The IP model envisions any simple cognitive process as a series of step-by-step actions performed on the data. The following simple flow diagram, typical of many drawn by cognitive psychologists, symb
olizes what goes on when we see and recognize something:
FIGURE 39
A typical information-processing diagram
That accounts for the reaction-time difference in the experiment. If an image proceeds directly from the first “processing” box to “consciousness,” it does so in less time than when it must pass through two or three boxes. In order to identify the letters in AA as having the same name, subjects had to perform only visual pattern recognition on the visual image; to identify those in Aa as having the same name, they had to locate the name of each letter in memory and then see whether they were the same—additional processing that took 74 milliseconds more, a tiny but consequential difference, and strong evidence of how the mind performed this little task. In a follow-up experiment subjects had to say whether AU were both vowels, and in another whether SC were both consonants; the AU response took somewhat longer than AA or Aa had, and SC much longer (nearly a second). Again, these longer reaction times indicated that more steps of mental processing were required.11 Thus even trifling experiments based on the IP model can reveal something of what goes on in the mind.

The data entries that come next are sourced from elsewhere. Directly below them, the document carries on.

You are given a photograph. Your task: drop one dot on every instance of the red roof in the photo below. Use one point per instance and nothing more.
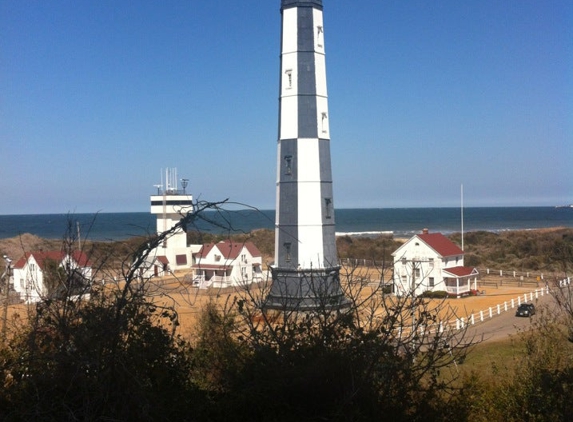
(58, 256)
(212, 267)
(461, 271)
(441, 244)
(229, 250)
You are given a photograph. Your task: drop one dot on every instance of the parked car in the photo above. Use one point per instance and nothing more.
(525, 309)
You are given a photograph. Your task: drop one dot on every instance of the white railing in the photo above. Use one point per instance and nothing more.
(492, 311)
(454, 290)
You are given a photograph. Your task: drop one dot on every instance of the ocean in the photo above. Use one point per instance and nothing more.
(401, 222)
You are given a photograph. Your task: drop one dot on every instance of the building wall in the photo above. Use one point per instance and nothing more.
(430, 264)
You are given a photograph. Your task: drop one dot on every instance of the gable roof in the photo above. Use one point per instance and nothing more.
(461, 271)
(58, 256)
(228, 249)
(440, 243)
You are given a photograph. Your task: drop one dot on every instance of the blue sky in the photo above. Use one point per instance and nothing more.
(96, 97)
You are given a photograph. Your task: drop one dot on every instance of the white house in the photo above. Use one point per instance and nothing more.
(226, 264)
(29, 272)
(432, 262)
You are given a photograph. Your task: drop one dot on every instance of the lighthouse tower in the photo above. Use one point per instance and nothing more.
(305, 274)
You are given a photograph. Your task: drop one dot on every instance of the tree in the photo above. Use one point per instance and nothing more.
(113, 357)
(370, 359)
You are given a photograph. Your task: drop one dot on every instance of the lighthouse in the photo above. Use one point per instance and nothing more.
(305, 274)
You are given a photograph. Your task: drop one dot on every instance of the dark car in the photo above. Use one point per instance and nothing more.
(525, 309)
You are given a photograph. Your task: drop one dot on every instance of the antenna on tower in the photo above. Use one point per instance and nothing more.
(462, 212)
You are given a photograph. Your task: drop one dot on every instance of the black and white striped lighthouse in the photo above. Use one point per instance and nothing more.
(305, 275)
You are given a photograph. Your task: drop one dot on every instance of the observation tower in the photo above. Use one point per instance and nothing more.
(170, 204)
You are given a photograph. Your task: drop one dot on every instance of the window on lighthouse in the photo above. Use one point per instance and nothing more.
(319, 35)
(288, 74)
(327, 206)
(287, 252)
(288, 164)
(324, 122)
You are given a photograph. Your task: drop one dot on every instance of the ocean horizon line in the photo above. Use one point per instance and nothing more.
(254, 209)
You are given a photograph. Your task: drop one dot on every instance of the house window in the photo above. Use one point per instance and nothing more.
(288, 74)
(327, 203)
(287, 252)
(288, 164)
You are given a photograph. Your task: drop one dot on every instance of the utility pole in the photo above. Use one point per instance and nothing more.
(6, 275)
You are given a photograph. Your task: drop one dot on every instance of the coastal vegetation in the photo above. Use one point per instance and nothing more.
(121, 356)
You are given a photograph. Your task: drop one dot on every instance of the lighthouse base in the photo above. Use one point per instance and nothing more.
(305, 290)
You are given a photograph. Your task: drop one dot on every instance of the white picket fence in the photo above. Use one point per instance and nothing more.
(493, 311)
(485, 314)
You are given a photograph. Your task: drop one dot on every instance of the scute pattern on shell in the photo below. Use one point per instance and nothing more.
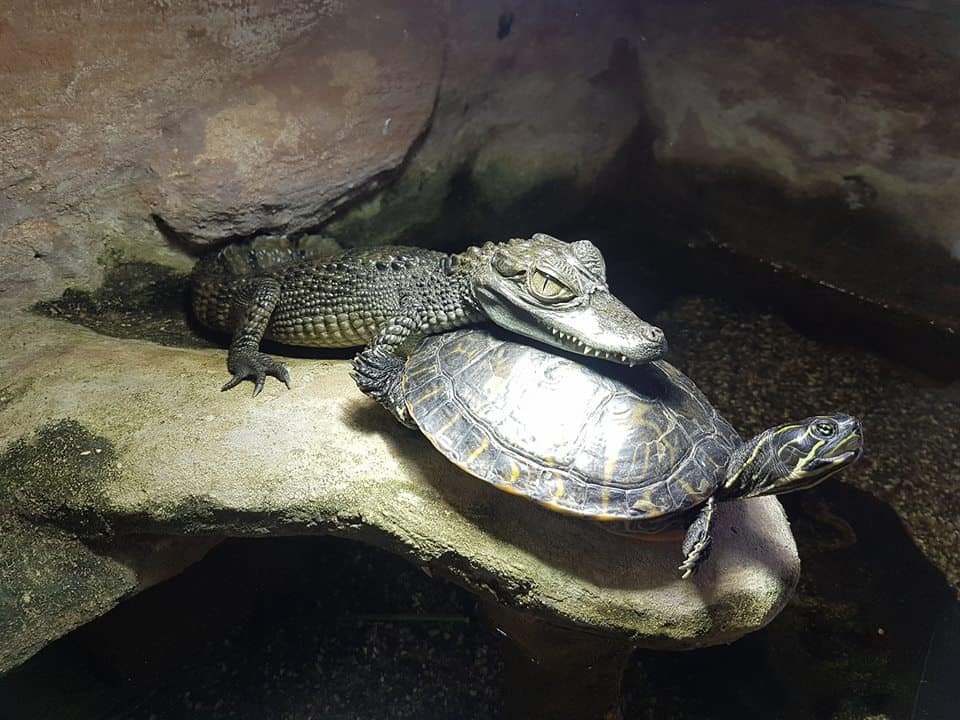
(542, 425)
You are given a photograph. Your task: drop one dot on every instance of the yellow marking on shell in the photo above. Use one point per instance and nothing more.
(608, 469)
(416, 402)
(480, 450)
(798, 472)
(417, 373)
(604, 518)
(450, 423)
(646, 504)
(514, 471)
(557, 507)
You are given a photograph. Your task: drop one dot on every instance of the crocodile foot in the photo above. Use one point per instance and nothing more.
(380, 375)
(255, 366)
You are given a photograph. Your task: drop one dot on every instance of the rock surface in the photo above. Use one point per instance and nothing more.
(221, 118)
(51, 582)
(107, 437)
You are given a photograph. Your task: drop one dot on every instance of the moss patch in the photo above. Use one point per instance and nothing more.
(59, 476)
(140, 300)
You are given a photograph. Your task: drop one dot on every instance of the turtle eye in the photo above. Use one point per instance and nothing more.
(548, 288)
(824, 429)
(507, 266)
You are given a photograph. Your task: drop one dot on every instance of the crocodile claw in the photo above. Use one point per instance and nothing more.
(255, 366)
(379, 375)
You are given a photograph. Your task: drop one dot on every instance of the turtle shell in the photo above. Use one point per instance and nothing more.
(551, 428)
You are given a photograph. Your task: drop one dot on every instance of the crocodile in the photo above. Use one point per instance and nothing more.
(390, 297)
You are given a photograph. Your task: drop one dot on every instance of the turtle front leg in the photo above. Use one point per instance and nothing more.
(698, 540)
(244, 359)
(378, 368)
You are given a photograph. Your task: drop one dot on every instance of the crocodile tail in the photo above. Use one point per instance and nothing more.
(265, 253)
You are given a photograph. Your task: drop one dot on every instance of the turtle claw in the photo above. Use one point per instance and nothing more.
(698, 541)
(379, 375)
(254, 366)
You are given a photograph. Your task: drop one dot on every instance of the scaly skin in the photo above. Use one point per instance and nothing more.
(389, 298)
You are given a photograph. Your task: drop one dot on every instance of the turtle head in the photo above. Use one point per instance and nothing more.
(793, 456)
(556, 292)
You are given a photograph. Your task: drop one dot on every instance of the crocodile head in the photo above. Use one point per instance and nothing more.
(556, 292)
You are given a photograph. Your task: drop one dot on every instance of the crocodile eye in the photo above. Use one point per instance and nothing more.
(824, 429)
(548, 288)
(507, 266)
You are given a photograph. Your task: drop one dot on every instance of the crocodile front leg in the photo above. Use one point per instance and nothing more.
(244, 359)
(378, 368)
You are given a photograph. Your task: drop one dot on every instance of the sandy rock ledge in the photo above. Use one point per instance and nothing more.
(109, 439)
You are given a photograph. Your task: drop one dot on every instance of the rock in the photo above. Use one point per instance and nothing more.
(105, 438)
(51, 582)
(811, 135)
(533, 108)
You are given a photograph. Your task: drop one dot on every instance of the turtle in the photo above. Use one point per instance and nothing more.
(642, 454)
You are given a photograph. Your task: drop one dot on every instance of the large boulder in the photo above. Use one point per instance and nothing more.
(106, 438)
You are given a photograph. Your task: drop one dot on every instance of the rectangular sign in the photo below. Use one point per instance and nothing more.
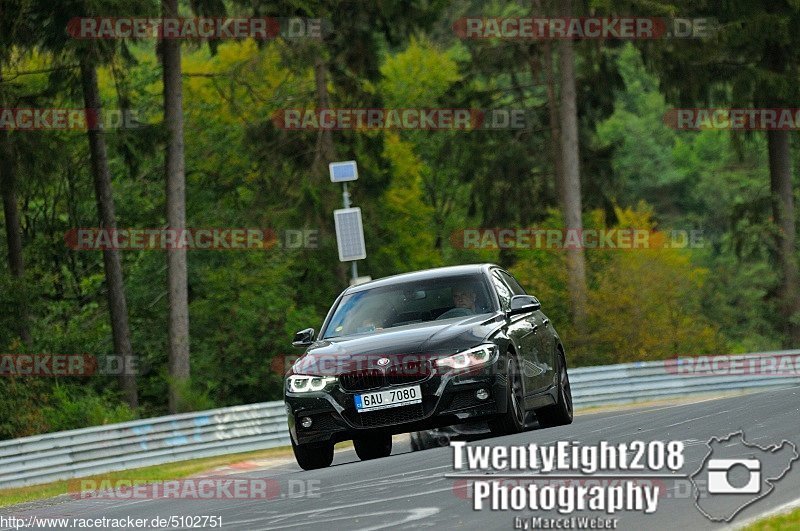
(349, 234)
(343, 171)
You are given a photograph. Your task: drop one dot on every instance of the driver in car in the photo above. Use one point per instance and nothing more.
(464, 297)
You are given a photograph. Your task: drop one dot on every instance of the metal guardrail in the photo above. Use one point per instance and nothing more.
(101, 449)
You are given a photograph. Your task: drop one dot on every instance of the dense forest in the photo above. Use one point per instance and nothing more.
(198, 144)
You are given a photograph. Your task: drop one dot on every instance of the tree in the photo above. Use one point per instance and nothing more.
(570, 185)
(754, 61)
(179, 369)
(115, 285)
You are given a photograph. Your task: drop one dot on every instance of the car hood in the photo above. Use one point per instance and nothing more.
(432, 339)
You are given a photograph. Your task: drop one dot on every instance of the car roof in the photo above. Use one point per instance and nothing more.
(425, 274)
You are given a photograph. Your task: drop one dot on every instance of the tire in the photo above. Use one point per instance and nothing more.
(560, 413)
(313, 456)
(373, 447)
(513, 420)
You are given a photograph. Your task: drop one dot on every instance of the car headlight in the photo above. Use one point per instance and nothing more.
(474, 357)
(307, 384)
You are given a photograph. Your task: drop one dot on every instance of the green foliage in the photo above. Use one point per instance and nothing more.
(69, 408)
(417, 190)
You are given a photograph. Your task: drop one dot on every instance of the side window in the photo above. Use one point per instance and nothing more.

To be sure, the finding is an inference from results, not a direct observation of the process. But contrary to behaviorist dogma, inference of an unseen process from results is considered legitimate in the “hard” sciences. Geologists infer the events of the past from sediment layers, cosmologists the formation and development of the universe from the ancient light of distant galaxies, physicists the characteristics of short-lived atomic particles from tracks they leave in a cloud chamber or emulsion, and biologists the evolutionary path that led to Homo sapiens from fossils. So, too, with the interior universe of the mind: psychologists cannot voyage into it, but they can deduce how it works from the track, so to speak, made by an invisible thought process.